I doubt someone left their coffee cup clean in a pusher. I've got a corbin division coffee cup that a worker gave me. All the people I've met who work for the railroad have more company branded shit than they know what to do with.if he was trying to sell it id be skeptical, but it seems pretty likely that someone just gave him this stuff


----------



## Judas Iscariot (Sep 16, 2014)

Not for sale and i met a guy who's dad worked the full 40 and passed away like a month after so i gave it to him...


----------



## Kim Chee (Sep 16, 2014)

highwayman said:


> Sounds like those are items one might find in a Unit.

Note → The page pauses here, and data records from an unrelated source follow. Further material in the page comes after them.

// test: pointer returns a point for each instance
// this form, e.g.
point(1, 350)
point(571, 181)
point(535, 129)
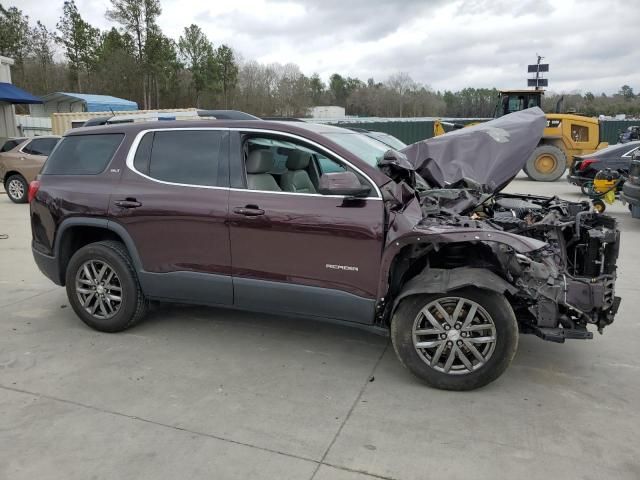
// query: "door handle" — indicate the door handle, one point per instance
point(128, 203)
point(249, 211)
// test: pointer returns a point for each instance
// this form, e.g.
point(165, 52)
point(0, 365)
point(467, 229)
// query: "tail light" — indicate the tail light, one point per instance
point(33, 189)
point(585, 163)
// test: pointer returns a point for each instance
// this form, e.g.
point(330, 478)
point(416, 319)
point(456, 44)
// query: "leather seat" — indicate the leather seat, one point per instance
point(296, 179)
point(258, 164)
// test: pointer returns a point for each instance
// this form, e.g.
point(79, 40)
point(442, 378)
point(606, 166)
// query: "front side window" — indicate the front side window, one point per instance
point(363, 147)
point(281, 165)
point(11, 144)
point(40, 146)
point(82, 154)
point(190, 157)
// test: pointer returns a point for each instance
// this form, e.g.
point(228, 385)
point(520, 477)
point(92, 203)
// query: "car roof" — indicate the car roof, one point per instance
point(284, 126)
point(310, 131)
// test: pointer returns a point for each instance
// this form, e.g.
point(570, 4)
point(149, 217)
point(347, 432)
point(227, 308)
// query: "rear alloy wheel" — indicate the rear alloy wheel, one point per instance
point(455, 341)
point(17, 189)
point(103, 288)
point(546, 164)
point(587, 188)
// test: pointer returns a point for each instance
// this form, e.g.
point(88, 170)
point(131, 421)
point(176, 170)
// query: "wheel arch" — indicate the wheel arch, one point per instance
point(75, 233)
point(440, 280)
point(11, 173)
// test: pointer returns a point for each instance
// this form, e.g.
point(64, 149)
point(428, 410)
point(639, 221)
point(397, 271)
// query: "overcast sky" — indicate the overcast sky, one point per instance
point(591, 45)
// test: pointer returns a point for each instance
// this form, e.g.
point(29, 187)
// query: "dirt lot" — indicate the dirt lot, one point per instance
point(206, 393)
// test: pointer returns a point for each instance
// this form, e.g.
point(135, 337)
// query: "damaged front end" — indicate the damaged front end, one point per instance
point(554, 260)
point(560, 287)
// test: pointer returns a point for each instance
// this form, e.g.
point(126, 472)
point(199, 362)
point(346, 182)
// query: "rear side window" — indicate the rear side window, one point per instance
point(190, 157)
point(83, 154)
point(40, 146)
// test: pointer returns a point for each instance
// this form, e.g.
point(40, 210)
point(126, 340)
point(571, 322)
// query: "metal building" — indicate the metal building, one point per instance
point(63, 102)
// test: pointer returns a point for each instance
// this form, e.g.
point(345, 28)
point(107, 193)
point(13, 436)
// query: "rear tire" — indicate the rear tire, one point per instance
point(546, 164)
point(17, 188)
point(599, 206)
point(425, 347)
point(103, 288)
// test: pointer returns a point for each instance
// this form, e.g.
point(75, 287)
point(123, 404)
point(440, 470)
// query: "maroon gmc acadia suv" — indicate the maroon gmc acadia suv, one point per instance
point(317, 221)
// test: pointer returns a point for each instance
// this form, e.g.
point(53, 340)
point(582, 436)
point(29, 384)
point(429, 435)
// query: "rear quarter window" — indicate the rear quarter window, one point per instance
point(82, 154)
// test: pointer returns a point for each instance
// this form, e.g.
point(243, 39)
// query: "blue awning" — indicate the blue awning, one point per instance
point(12, 94)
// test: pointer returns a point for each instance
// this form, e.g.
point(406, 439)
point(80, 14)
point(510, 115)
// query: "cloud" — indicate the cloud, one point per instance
point(445, 44)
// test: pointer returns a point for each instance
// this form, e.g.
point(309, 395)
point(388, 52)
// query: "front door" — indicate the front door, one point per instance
point(293, 249)
point(173, 200)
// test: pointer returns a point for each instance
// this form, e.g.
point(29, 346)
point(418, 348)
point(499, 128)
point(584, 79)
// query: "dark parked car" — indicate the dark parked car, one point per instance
point(630, 134)
point(631, 189)
point(616, 157)
point(318, 221)
point(386, 138)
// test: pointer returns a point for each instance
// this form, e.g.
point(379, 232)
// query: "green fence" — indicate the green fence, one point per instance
point(407, 131)
point(413, 131)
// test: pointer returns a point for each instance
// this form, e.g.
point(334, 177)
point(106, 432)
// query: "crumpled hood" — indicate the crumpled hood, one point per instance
point(491, 153)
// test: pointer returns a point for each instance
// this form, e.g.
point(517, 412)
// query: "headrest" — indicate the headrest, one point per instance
point(259, 161)
point(298, 160)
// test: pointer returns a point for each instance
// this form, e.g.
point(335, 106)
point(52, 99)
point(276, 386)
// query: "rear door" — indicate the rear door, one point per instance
point(304, 253)
point(173, 200)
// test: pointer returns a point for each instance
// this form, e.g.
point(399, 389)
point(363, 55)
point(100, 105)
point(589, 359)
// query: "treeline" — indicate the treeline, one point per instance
point(137, 61)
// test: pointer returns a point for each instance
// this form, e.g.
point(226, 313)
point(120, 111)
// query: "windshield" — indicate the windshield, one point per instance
point(366, 148)
point(387, 139)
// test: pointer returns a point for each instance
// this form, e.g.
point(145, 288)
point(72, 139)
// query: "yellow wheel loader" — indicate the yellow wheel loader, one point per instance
point(565, 136)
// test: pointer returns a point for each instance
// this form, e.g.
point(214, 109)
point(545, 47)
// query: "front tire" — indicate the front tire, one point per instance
point(17, 188)
point(103, 288)
point(459, 340)
point(547, 163)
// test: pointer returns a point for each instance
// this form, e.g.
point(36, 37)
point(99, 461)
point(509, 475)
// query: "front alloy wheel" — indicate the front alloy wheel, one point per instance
point(458, 340)
point(17, 188)
point(98, 289)
point(454, 335)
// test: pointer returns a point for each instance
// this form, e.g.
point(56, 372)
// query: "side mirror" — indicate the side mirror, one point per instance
point(342, 183)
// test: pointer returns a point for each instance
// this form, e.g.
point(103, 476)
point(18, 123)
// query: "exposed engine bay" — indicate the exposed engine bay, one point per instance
point(567, 283)
point(555, 260)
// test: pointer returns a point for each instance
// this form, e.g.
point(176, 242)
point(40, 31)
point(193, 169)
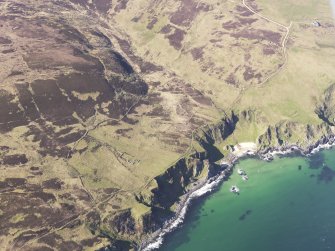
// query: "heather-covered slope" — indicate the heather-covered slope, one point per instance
point(111, 110)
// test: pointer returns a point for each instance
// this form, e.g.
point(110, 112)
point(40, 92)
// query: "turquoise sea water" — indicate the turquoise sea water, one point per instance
point(287, 205)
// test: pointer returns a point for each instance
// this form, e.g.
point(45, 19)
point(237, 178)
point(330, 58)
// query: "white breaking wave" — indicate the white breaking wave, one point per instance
point(175, 222)
point(209, 186)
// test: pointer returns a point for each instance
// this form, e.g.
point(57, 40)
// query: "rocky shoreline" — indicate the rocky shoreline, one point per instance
point(209, 184)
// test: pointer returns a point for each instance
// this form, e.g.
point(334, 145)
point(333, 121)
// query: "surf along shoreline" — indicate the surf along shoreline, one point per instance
point(209, 185)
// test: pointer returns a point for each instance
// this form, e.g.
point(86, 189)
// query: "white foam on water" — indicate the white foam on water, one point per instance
point(175, 222)
point(209, 186)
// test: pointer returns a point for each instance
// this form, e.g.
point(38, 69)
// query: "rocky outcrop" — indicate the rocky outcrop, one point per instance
point(326, 107)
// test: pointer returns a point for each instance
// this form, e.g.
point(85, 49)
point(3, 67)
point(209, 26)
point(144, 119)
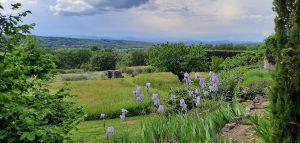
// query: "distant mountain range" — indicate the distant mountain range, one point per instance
point(63, 42)
point(86, 42)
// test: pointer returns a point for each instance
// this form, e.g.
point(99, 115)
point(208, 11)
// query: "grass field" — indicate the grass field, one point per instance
point(110, 96)
point(94, 132)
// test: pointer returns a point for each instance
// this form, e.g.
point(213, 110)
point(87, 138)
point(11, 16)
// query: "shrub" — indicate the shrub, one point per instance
point(191, 127)
point(255, 82)
point(29, 112)
point(229, 80)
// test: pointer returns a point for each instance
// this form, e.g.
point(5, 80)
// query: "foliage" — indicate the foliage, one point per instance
point(215, 63)
point(104, 60)
point(285, 93)
point(72, 58)
point(139, 58)
point(134, 71)
point(271, 46)
point(254, 82)
point(230, 79)
point(262, 127)
point(191, 127)
point(110, 96)
point(93, 131)
point(178, 58)
point(29, 112)
point(243, 59)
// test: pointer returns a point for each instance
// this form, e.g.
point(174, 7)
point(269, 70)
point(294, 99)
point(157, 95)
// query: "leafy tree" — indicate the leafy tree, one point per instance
point(104, 60)
point(215, 64)
point(270, 45)
point(285, 94)
point(28, 111)
point(178, 58)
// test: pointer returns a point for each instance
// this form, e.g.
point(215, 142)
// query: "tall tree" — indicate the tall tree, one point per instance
point(285, 94)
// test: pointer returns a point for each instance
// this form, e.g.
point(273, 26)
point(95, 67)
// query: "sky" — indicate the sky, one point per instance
point(152, 20)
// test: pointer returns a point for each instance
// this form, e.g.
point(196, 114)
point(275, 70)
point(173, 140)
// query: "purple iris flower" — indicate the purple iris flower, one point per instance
point(184, 107)
point(160, 108)
point(172, 97)
point(187, 79)
point(192, 94)
point(181, 102)
point(197, 76)
point(206, 93)
point(155, 99)
point(138, 90)
point(198, 101)
point(215, 83)
point(202, 82)
point(148, 85)
point(102, 116)
point(124, 111)
point(109, 131)
point(122, 117)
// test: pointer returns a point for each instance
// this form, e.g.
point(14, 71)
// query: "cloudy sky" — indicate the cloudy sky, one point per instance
point(152, 20)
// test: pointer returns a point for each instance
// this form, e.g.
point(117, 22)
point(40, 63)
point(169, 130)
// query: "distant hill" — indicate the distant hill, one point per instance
point(63, 42)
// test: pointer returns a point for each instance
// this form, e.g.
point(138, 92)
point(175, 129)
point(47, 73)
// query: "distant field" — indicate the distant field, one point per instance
point(110, 96)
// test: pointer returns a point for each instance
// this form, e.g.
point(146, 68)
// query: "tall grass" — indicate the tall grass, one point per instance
point(191, 127)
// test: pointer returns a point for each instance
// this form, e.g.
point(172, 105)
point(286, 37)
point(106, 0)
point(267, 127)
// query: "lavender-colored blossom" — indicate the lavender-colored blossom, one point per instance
point(102, 116)
point(154, 96)
point(122, 117)
point(198, 101)
point(197, 76)
point(184, 107)
point(172, 97)
point(206, 93)
point(181, 102)
point(138, 90)
point(202, 82)
point(148, 85)
point(187, 79)
point(155, 99)
point(139, 99)
point(160, 108)
point(134, 93)
point(215, 83)
point(124, 111)
point(109, 131)
point(156, 102)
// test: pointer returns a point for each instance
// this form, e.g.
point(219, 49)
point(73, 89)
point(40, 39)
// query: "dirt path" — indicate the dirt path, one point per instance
point(240, 132)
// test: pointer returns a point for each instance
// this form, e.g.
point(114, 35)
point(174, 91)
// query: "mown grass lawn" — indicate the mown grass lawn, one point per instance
point(110, 96)
point(94, 132)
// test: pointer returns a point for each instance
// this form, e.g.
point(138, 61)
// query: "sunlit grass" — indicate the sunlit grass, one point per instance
point(110, 96)
point(94, 132)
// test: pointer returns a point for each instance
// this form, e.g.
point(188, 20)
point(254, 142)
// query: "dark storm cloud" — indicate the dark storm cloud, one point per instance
point(93, 7)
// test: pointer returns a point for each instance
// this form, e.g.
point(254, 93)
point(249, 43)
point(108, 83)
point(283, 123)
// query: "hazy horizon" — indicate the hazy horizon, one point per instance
point(152, 20)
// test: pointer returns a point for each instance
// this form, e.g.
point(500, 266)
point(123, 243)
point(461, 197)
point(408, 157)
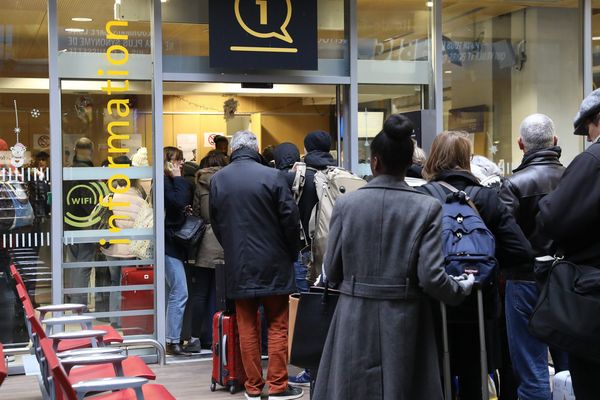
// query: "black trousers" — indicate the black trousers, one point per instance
point(585, 375)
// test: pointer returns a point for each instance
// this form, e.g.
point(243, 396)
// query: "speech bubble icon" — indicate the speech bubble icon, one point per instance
point(282, 35)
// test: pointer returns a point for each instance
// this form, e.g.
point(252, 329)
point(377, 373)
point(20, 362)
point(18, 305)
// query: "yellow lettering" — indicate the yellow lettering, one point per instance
point(109, 88)
point(111, 225)
point(110, 204)
point(111, 163)
point(123, 51)
point(112, 136)
point(122, 107)
point(120, 190)
point(111, 35)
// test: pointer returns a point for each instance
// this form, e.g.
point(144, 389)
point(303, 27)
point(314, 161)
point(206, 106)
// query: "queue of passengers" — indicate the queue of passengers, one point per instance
point(383, 345)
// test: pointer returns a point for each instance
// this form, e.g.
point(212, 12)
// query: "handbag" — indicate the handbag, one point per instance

I've ridden plenty o'power and other than the regular stuff have found:
A pbj sandwich (which I ate)
Reverser handles (which I left)
...can't ever recall ever finding any personal items or anything else of the smallest value.


----------



## Judas Iscariot (Sep 18, 2014)

Now that I'm in new jersey and got lost in the south kearney abyss the rail police issued me and my road dog tickets (which are going unpaid) and took my fucking vest... but he gave us $5... baltimore bound...


----------



## Deleted member 20 (Sep 19, 2014)

Lol, well that was the most obscure stupid rating I have ever gotten. To each his own I guess. Since it wasn't given on CSX or Selkirk I guess it doesn't apply to the orig thread "Selkirk" that I have contributed to plenty in the past. Seeing as the thread had evolved into RR trinkets & treasures I thought it fit. Peace be with you ::angelic::


----------



## Deleted member 20 (Nov 9, 2014)

Seems like I keep getting flak for this post. UPDATE: I now personally have a csx vest & angle head csx flashlight that I acquired; last time thru Selkirk.


PS For all of you trolls out there hating on me & my style. Please Go & throw yourself under the wheels.::finger::


----------